Jacob Isaiah Goff was arrested Dec. 4 in Maricopa County, Ariz., and charged with shoplifting and removal of goods, according to the Maricopa County Sheriff's Office.
It isn't the first time he's been arrested. Last year, Goff was arrested in Phoenix for fighting and disorderly conduct.
UPDATE -- Dec. 6: Multiple attempts by The Huffington Post reach the Maricopa County Sheriff's Office for comment about Goff went unreturned.
The MCSO posts mug shots of people arrested in the last three days on its website and encourages visitors to vote for the "Mug Shot of the Day." On Thursday afternoon, Goff had the most votes and was featured prominently on the page.
The Arizona county has made headlines for controversial reasons in recent years.
Maricopa County Sheriff Joe Arpaio drew national attention for tough policies that immigrants and Hispanic rights advocates say discriminate against them, although he's sought to make amends with the community after winning reelection in November, CNN notes.

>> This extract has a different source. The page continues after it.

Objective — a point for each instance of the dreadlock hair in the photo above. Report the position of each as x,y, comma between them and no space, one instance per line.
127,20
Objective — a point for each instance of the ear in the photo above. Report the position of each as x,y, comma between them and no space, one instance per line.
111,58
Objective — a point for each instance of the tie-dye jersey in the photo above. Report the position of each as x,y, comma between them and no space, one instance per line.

CNet reports that "Mug Shot of the Day" was Sheriff Arpaio's initiative. While some publications scrutinized the practice, Arpaio and his supporters defended it.
"I'll make a deal with you. The minute your newspaper doesn't put the mug shots of all these 'innocent' people in the paper every day I will cut out all the mug shots," Arpaio told the Arizona Republic in 2011.
Maricopa County isn't the first sheriff's office in the United States to post mug shots on the Internet. For example, in Idaho, the Ada County Sheriff Office has maintained a daily arrest list with booking photos since 2003, in the hope that public embarrassment would act as an additional deterrent to crime, according to the Associated Press.
Earlier this year, AP reported that Ada County Sheriff Gary Raney considered pulling the mug shot gallery in light of shadow websites that had sprung up. Those sites post mug shots, which are public information, and charge people money for their removal.
“What we do serves a purpose. What they do is self-serving profiteering," Raney told the AP. "It’s distasteful, extortion-like activity. That is not our intent at all.”
Editor's Note: This story has been modified from its original version.